Right to Install Additional Pipelines:

♦ We strongly encourage landowners to negotiate for one pipeline at a time.

Other Considerations:

♦ Do you want above ground pipes and other items on your property? For safety reasons, it’s best that there be no above-ground facilities – these include metering stations, valve boxes, pig launchers or traps, and many other surface facilities associated with a pipeline.

♦ “Temporary periods.” How long are these temporary periods? Does this mean there could be future “temporary periods?”

♦ All topsoil should be removed, and separately stockpiled from subsurface soil. Topsoil should be removed first, segregated, and be the last to be returned to produce finished surface grade.

♦ Does this agreement allow the Grantee to sub-lease? If so, you should request requirement to notify in the easement agreement.

♦ The easement agreement should specify a defined starting date, and a defined ending date. It is recommended that a reasonable time be assigned for the project to begin and end. A ten-year period is considered reasonable, and fifteen to twenty-five year agreements are not uncommon. After the expiry of the agreement, there should be a new, separate negotiation for renewal of the easement.

♦ The easement agreement should stipulate a specific means, and possibly set of conditions that may be used by both parties to terminate the agreement. A clause should be included that the agreement terminates if construction is not completed in a specified time period. If the installation is not completed on time a penalty should be assessed for each day the project is not complete. Consideration should also be given to a means to terminate the agreement if the pipeline is not in use for a specified time.
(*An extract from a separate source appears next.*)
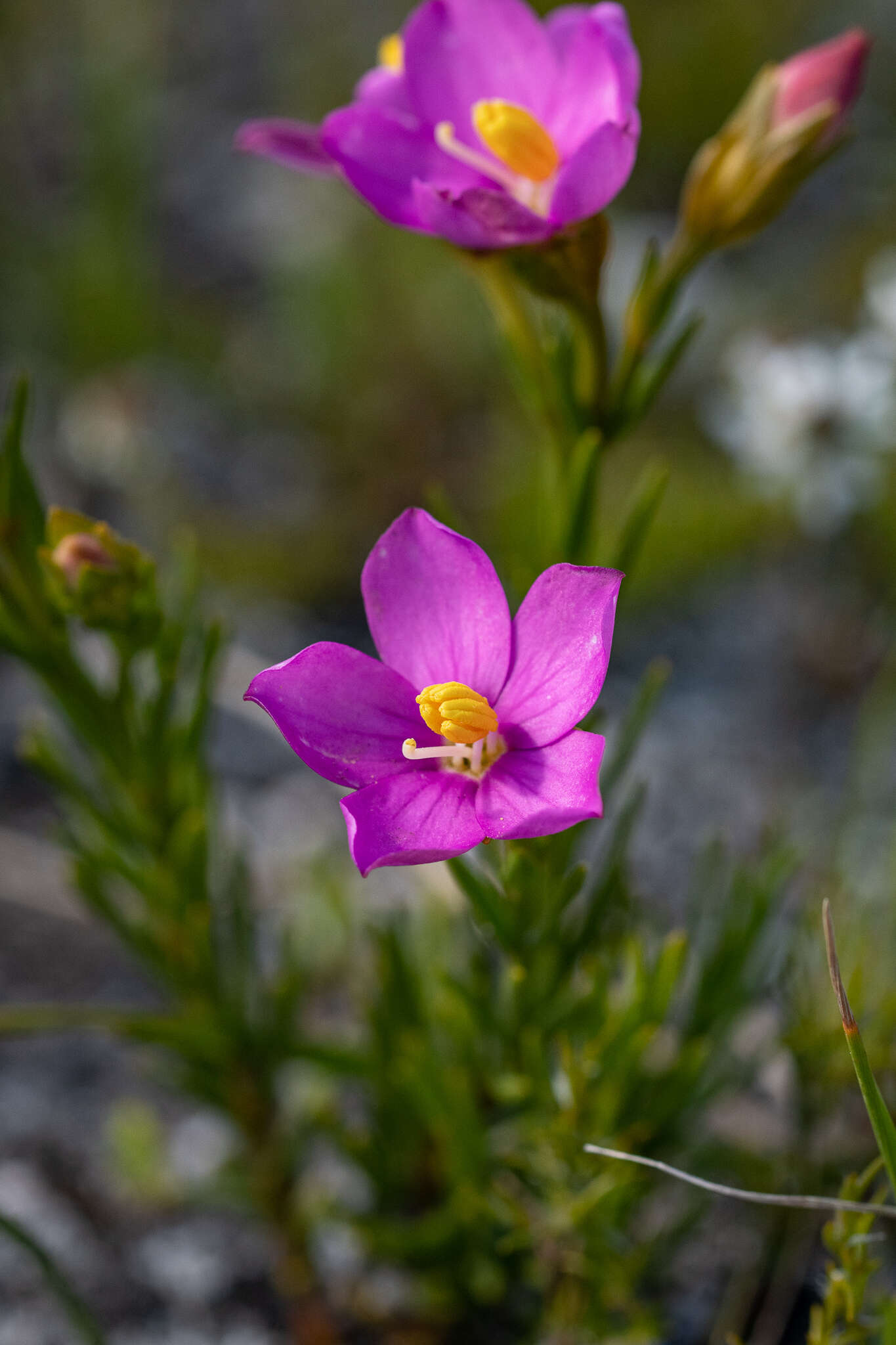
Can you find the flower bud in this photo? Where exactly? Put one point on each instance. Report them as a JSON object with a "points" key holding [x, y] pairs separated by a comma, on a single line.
{"points": [[95, 575], [79, 549], [790, 120], [830, 73]]}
♦ If the affected land loses its status in relative to wildlife, agricultural, or any other exemptions, or causes the county appraisal district to increase valuation and assessment as a consequence of the easement, the grantee should be responsible for any assessments.
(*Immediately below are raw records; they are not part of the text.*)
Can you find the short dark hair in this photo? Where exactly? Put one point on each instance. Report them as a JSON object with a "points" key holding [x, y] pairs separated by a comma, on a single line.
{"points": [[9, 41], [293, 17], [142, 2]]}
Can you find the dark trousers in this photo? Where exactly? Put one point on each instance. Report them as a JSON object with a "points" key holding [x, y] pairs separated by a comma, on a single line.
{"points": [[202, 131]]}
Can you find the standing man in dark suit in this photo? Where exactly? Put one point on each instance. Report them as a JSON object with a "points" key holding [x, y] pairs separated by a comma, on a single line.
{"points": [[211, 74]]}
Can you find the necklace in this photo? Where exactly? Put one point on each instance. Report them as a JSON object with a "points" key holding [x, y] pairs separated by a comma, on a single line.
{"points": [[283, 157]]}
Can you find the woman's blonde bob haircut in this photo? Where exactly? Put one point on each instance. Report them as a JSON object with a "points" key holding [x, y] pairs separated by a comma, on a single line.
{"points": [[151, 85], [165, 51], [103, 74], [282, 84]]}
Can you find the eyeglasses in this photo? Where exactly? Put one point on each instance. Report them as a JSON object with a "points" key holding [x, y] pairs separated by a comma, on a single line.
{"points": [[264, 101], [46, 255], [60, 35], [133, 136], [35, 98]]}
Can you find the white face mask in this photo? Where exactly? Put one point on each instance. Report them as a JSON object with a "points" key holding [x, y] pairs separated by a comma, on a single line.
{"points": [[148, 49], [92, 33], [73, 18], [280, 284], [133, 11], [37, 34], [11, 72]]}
♦ A hold harmless agreement should be included. It should be understood that as the property owner you accept no responsibility for any injury to the Grantee, its employees, sub-contractors, etc.

♦ The easement agreement should specify that the Grantee is responsible for identifying, and mitigating erosion, gullying, subsidence, or any soil, or soil structure problems, including problems as a result of storm water run-off post-installation of the pipeline, including damage to the easement itself, and any damage that occurs to adjacent property as a result of problems on the easement itself. The Grantee should be financially responsible for all aspects related to erosion and related problems.

♦ The easement agreement should specify allowable herbicides, and other maintenance to the permanent vegetative cover on the easement, how frequently this maintenance may occur, and what, if any advance notification is required, for example to remove grazing livestock from the area.

♦ Any specialized concerns related to livestock, game animals, whether domestic or exotic, hunting lease issues, seasonal concerns, etc., and associated restrictions, for example prohibiting access for maintenance during hunting season, should be explicitly stated in the easement agreement.

♦ If the easement agreement contains provisions for surface features and facilities, including, but not limited to:

  • block or mainline valves
  • line blow-down stations and equipment
  • liquid separators, condensate drums
  • pig launchers and/or pig traps
  • metering stations
  • above-ground telemetry equipment
  • fiber-optic system man-ways

The easement agreement should specify any ingress/egress limitations, advance notification for access, emergency notification procedures, etc. associated with these facilities. Of specific concern would be the use of block or mainline valves, and line blow-down stations for periodic, scheduled maintenance. Use of the facilities can cause venting of natural gas, at high-pressure, and volume to the atmosphere, result in high-decibel, damaging noise, odor, and create the risk of explosion and fire. Ask specifically for advance notice of any scheduled, or planned line blow-down or venting activity.